Choice of coil also impacts on the motor efficiency in the application. Look, for example, at ironless DC motors: these are renowned for their high efficiency. Aside from friction, losses tend to be heat generated by the current running through the copper wire of the coil. These losses are proportional to the coil resistance multiplied by the square of the current. Motor efficiency is higher at lower torque due to the lower motor current, so here again choice of coil can have a big impact.
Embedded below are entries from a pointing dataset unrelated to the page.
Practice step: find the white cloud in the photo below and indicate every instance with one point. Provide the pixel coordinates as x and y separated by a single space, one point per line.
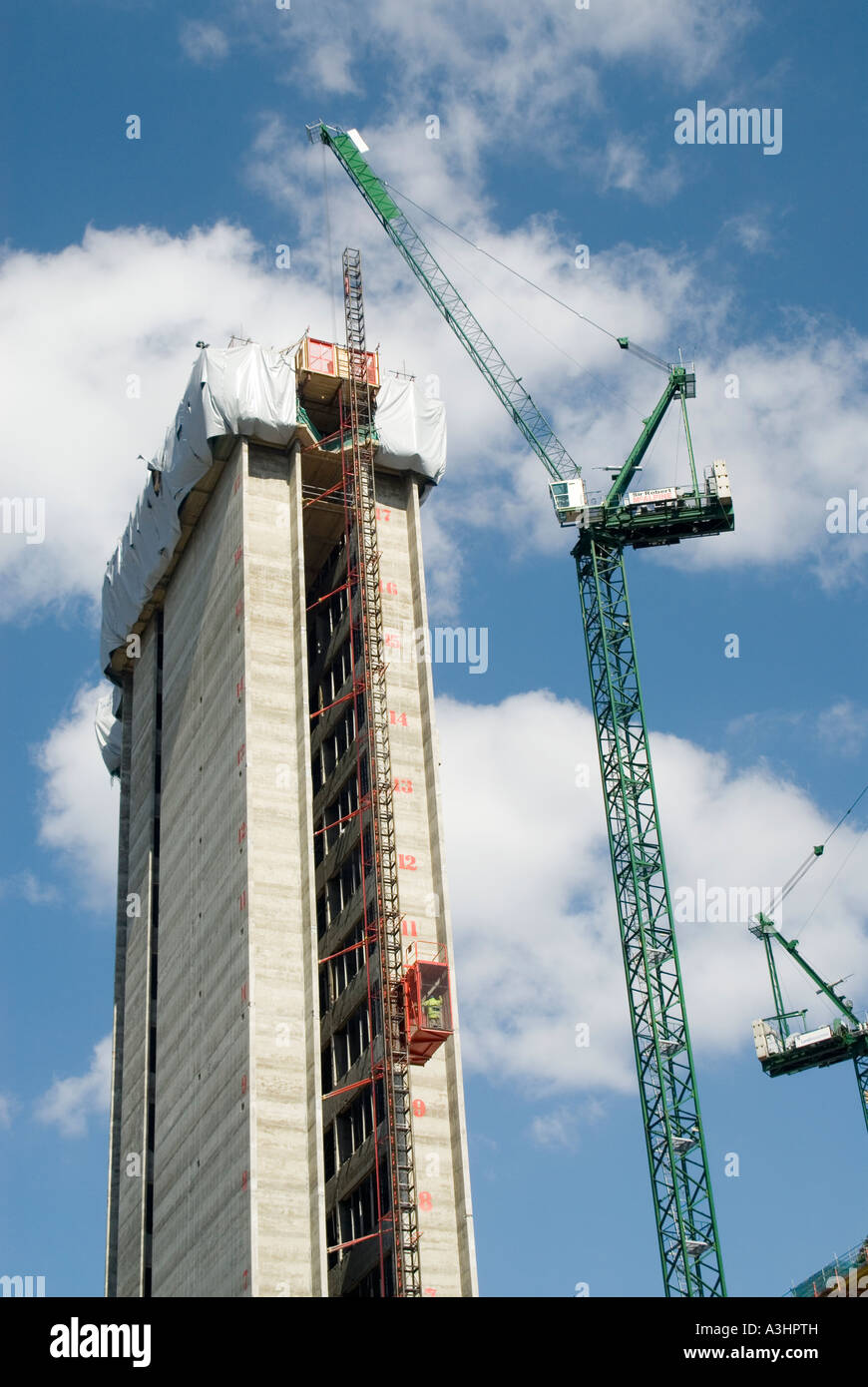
627 168
531 893
531 898
124 309
204 43
562 1127
843 727
79 803
25 885
750 231
70 1103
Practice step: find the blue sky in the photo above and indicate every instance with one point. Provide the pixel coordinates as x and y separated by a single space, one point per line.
555 129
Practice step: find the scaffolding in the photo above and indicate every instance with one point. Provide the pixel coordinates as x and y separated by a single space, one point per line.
394 1166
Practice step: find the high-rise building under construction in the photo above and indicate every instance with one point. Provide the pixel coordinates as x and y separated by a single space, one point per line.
287 1106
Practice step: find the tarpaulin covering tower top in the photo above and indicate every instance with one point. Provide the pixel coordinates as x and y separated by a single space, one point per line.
245 390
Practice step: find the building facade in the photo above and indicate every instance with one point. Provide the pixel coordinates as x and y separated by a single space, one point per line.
242 1135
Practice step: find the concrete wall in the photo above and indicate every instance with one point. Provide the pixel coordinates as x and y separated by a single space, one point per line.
440 1139
284 1085
237 1169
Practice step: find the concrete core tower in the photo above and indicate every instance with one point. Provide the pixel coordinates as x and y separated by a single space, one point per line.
242 1146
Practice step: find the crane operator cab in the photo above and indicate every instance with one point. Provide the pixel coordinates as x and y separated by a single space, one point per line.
426 999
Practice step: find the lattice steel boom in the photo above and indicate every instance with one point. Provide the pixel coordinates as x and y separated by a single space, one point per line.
683 1206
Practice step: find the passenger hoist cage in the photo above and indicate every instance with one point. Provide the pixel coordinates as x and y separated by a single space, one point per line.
394 1169
686 1232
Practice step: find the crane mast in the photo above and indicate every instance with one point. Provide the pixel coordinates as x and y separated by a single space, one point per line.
683 1206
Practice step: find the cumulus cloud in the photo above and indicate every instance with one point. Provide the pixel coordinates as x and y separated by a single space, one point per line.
27 886
70 1103
533 907
530 885
561 1128
204 43
79 803
114 322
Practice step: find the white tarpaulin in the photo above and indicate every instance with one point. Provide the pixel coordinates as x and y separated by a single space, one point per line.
109 729
411 427
235 390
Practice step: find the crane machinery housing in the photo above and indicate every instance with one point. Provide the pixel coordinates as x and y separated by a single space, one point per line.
681 1187
785 1050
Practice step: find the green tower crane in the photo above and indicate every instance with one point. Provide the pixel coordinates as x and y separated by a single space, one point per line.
785 1050
683 1206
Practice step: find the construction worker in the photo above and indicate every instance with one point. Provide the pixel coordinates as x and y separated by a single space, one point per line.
433 1009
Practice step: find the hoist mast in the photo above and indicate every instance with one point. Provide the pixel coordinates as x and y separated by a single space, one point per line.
681 1186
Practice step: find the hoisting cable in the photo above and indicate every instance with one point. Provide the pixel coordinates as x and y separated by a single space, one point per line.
623 341
518 273
533 326
813 857
836 875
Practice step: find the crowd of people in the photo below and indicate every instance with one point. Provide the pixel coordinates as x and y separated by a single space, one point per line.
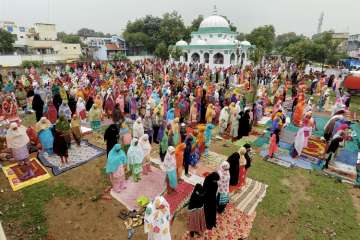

Consider an application requiring continuous operation at a fixed speed and torque – perhaps a medical infusion pump – then we might find a number of coils in the motor manufacturer’s catalogue that would seem to meet our needs at the required working point and power. If the available power supply for our application is a voltage source, supplying a fixed voltage, that will narrow down the choice of coils further and the designer can select the one that is the best fit to optimise the application. With a voltage source, it is typical for a reduced number of options of coils and there may only be one option for a given application.

The number of options tends to be greater if a current source – a given maximum current across a range of supply voltages – is available instead of a voltage source to achieve the same working point. Now we might have a higher number of possible coils to meet the application requirement and the design engineer can really begin to tailor the application.

If total efficiency is the prime consideration, that might lead us in one direction. In other applications, the coil with the lowest current consumption might provide the best choice, as it will result in a longer lifetime of the commutation system and increase the number of cycles with a single battery charge for battery powered applications.

The availability of a number of standard coils can take us a long way towards tailoring the motor to the application, but there may be instances where the design engineer needs something even more optimised. In a critical application where cost pressures are less of a consideration than ultimate performance and where the design engineer does not have the freedom to adapt the power supply for a standard coil, then a custom designed coil could provide the best solution.